田舎暮らしの本

田舎暮らしの本 新宿駅広告

という雑誌が宝島社から出ているようである。
読んだことはないし、田舎暮らしをしたいとも、正直思わない。
宮崎県宮崎市という「田舎の市街地」という中途半端な田舎=中途半端な都会で生まれ育った自分には、「田舎暮らし」が想定しているような田舎への強烈なまでの郷愁は湧きにくいということなのかもしれない。

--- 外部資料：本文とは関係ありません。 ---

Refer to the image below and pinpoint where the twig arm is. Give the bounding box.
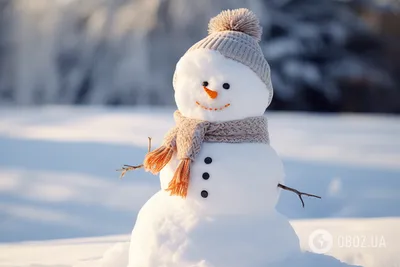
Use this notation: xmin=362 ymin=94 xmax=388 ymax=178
xmin=278 ymin=184 xmax=321 ymax=208
xmin=117 ymin=137 xmax=151 ymax=178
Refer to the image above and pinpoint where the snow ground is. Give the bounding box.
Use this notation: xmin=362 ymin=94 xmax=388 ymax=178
xmin=0 ymin=107 xmax=400 ymax=267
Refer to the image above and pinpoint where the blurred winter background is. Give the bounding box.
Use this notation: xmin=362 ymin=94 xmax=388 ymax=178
xmin=0 ymin=0 xmax=400 ymax=267
xmin=0 ymin=0 xmax=400 ymax=113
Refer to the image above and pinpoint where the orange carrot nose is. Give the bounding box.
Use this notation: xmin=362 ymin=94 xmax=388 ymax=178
xmin=203 ymin=86 xmax=218 ymax=99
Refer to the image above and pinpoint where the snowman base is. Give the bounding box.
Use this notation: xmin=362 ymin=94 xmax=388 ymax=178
xmin=128 ymin=191 xmax=301 ymax=267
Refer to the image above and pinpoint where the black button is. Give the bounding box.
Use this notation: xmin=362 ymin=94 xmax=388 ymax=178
xmin=204 ymin=157 xmax=212 ymax=164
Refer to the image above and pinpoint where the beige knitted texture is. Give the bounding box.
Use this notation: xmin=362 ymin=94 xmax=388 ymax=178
xmin=177 ymin=8 xmax=273 ymax=104
xmin=163 ymin=111 xmax=269 ymax=161
xmin=208 ymin=8 xmax=262 ymax=42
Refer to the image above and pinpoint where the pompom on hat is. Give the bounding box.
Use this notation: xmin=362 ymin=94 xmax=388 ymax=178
xmin=187 ymin=8 xmax=273 ymax=103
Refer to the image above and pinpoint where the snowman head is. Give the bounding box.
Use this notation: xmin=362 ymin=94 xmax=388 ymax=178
xmin=173 ymin=9 xmax=273 ymax=121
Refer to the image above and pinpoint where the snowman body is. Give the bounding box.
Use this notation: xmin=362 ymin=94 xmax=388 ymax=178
xmin=128 ymin=45 xmax=300 ymax=267
xmin=129 ymin=143 xmax=300 ymax=267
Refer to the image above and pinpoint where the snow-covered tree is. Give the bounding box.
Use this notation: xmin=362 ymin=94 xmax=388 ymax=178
xmin=264 ymin=0 xmax=400 ymax=111
xmin=0 ymin=0 xmax=400 ymax=111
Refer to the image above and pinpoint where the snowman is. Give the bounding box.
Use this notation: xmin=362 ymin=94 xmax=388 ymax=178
xmin=123 ymin=9 xmax=320 ymax=267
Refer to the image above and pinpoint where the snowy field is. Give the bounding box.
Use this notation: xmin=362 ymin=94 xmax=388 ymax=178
xmin=0 ymin=107 xmax=400 ymax=267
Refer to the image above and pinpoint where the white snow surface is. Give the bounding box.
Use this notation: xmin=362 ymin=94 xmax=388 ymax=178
xmin=0 ymin=106 xmax=400 ymax=267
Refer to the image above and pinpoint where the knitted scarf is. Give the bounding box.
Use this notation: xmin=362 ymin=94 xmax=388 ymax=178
xmin=143 ymin=111 xmax=269 ymax=198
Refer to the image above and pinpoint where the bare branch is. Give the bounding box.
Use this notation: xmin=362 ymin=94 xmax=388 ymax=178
xmin=278 ymin=184 xmax=321 ymax=208
xmin=117 ymin=137 xmax=151 ymax=179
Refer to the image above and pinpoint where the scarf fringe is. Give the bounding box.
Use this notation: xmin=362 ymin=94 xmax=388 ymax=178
xmin=143 ymin=146 xmax=174 ymax=174
xmin=166 ymin=159 xmax=191 ymax=198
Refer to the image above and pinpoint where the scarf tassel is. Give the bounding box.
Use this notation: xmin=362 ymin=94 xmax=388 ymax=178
xmin=166 ymin=159 xmax=190 ymax=198
xmin=143 ymin=146 xmax=174 ymax=174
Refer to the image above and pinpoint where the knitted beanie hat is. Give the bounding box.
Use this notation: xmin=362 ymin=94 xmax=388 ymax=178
xmin=181 ymin=8 xmax=273 ymax=103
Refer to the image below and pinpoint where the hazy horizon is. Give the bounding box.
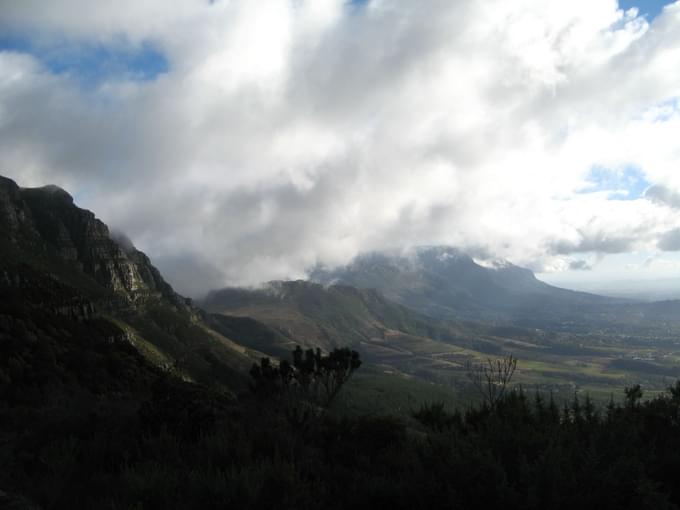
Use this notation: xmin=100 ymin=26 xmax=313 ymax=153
xmin=0 ymin=0 xmax=680 ymax=296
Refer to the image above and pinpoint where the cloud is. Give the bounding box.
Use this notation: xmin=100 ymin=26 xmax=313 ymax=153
xmin=569 ymin=259 xmax=593 ymax=271
xmin=645 ymin=184 xmax=680 ymax=209
xmin=658 ymin=228 xmax=680 ymax=251
xmin=0 ymin=0 xmax=680 ymax=294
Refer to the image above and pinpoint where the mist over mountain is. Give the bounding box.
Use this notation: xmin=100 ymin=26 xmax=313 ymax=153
xmin=310 ymin=246 xmax=617 ymax=320
xmin=0 ymin=173 xmax=252 ymax=389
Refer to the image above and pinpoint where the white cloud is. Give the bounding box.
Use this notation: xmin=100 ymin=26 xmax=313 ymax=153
xmin=0 ymin=0 xmax=680 ymax=291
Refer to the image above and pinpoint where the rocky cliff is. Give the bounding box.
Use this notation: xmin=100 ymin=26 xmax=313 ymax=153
xmin=0 ymin=173 xmax=184 ymax=305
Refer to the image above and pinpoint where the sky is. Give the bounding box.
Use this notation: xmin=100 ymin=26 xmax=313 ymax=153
xmin=0 ymin=0 xmax=680 ymax=296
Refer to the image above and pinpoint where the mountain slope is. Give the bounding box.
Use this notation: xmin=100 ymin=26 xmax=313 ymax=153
xmin=0 ymin=177 xmax=252 ymax=388
xmin=310 ymin=247 xmax=614 ymax=321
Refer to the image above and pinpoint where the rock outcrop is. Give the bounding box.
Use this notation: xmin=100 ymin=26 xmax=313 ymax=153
xmin=0 ymin=177 xmax=185 ymax=306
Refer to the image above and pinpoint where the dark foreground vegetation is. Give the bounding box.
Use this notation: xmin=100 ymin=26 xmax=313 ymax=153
xmin=0 ymin=317 xmax=680 ymax=509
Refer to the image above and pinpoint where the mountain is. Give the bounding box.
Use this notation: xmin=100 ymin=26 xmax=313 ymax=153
xmin=0 ymin=177 xmax=256 ymax=389
xmin=310 ymin=246 xmax=616 ymax=323
xmin=199 ymin=280 xmax=483 ymax=366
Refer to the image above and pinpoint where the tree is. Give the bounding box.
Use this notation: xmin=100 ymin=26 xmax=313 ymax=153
xmin=466 ymin=354 xmax=517 ymax=408
xmin=250 ymin=346 xmax=361 ymax=408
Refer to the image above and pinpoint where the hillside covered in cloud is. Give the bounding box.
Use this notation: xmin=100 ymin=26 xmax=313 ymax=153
xmin=0 ymin=0 xmax=680 ymax=294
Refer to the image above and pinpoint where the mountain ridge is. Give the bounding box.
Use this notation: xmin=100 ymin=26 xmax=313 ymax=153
xmin=310 ymin=246 xmax=620 ymax=320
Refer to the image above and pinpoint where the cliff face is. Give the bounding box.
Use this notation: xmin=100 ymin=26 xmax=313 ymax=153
xmin=0 ymin=173 xmax=252 ymax=389
xmin=0 ymin=177 xmax=183 ymax=304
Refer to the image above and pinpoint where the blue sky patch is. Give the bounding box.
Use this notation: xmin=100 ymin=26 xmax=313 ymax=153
xmin=580 ymin=166 xmax=651 ymax=200
xmin=0 ymin=35 xmax=169 ymax=86
xmin=619 ymin=0 xmax=672 ymax=21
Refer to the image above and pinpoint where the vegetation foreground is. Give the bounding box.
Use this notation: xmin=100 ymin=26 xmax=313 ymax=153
xmin=0 ymin=330 xmax=680 ymax=509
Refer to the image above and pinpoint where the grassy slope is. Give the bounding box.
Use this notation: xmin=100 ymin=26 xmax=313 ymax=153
xmin=203 ymin=282 xmax=680 ymax=401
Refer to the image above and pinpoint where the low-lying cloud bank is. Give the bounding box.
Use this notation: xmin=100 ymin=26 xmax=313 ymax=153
xmin=0 ymin=0 xmax=680 ymax=294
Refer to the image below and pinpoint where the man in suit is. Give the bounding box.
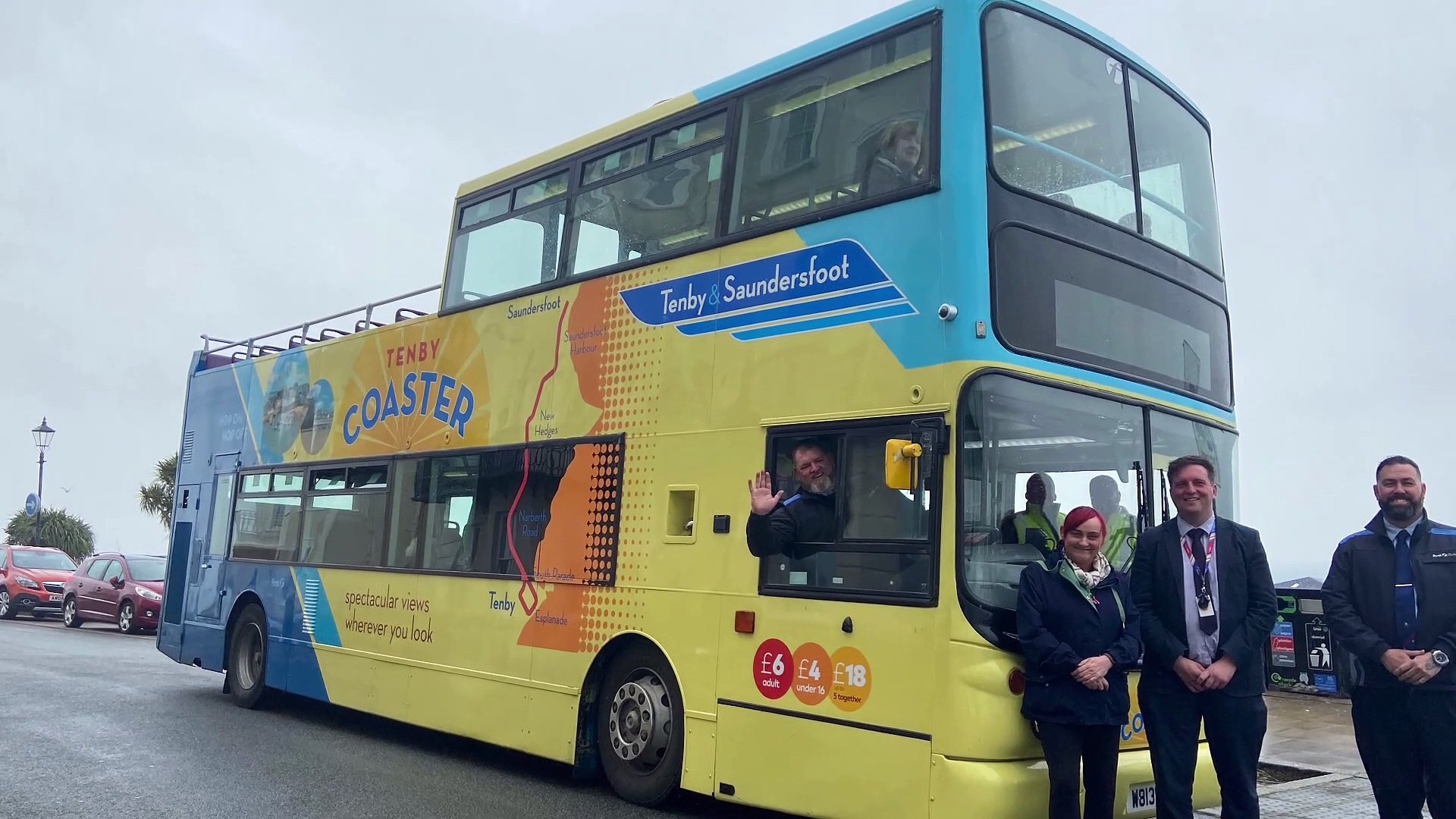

そんな自分も、この広告の写真にだけはついつい目を奪われてしまう。
この広告は、JR新宿駅から私鉄の京王線小田急にいく途中にある。
いつも新宿でJRから京王線に乗り換えて通勤しているので、しょっちゅう目にすることになるのだが、なんていうかこう、奇跡的なまでに「田舎暮らし」の魅力が凝縮された写真なのである。


大地を踏みしめ、まっすぐ前を向いて立つお父さん。
お父さんの前にたって、ちょっと緊張気味な笑顔の女の子。
ちょっとはにかんでいるお姉ちゃんたち。
明るく元気そうなお母さん。
まっかにそまった女の子たちのほっぺ。


田舎で農業やれば、こんな素敵な笑顔にあふれた家族になるんだ。
そんな幻想を抱かせてくれるすばらしい写真。


こんな写真を、早朝から京王線小田急線で満員電車に揺られ、やっとこさ新宿につき、ここでも乗客からは解放されず、みんなでぞろぞろと階段をのぼり、改札をでて、今度は階段をおりて混雑した連絡通路を歩き、またぞろ階段をのぼってさあ次はJRに乗り換えようとしている労働者のみなさまがみたら、「田舎暮らししてーなー」と思ってもおかしくない。
で、つい雑誌を買ってしまう人だってでてくるだろう。


実にうまいところに広告を出したものである。


さて、この日記を書くにあたり、ネットで情報をあさっていたところ、この写真にうつっているご家族のサイトにぶつかりました(写真もそのサイトから拝借)


これがまた立派なサイトなんです。
立派すぎるくらい立派。
センスあるなーって感じ。

この立派なサイトをみて、「けっこううまくやってんじゃん、田舎暮らしを売りにして」なんて思う人もけっこういるんじゃなかろうか。
あの写真から想像される「田舎暮らし」のイメージとはちょっと違うから。


でも、それが田舎暮らしの現実なんだと思う。
ただひたすらに田舎で有機栽培やっていたって、買ってくれる人がいなければ食べていけるはずがない。
そんな野菜を買ってくれそうな人が多く住んでいるのは都会だ。
その都会の人たちとかれらとをつなぐのがwebサイトなのである。


田舎暮らしの理想と現実と生き延びる術とがすべてつまった農家浦田一家に幸あらんことを!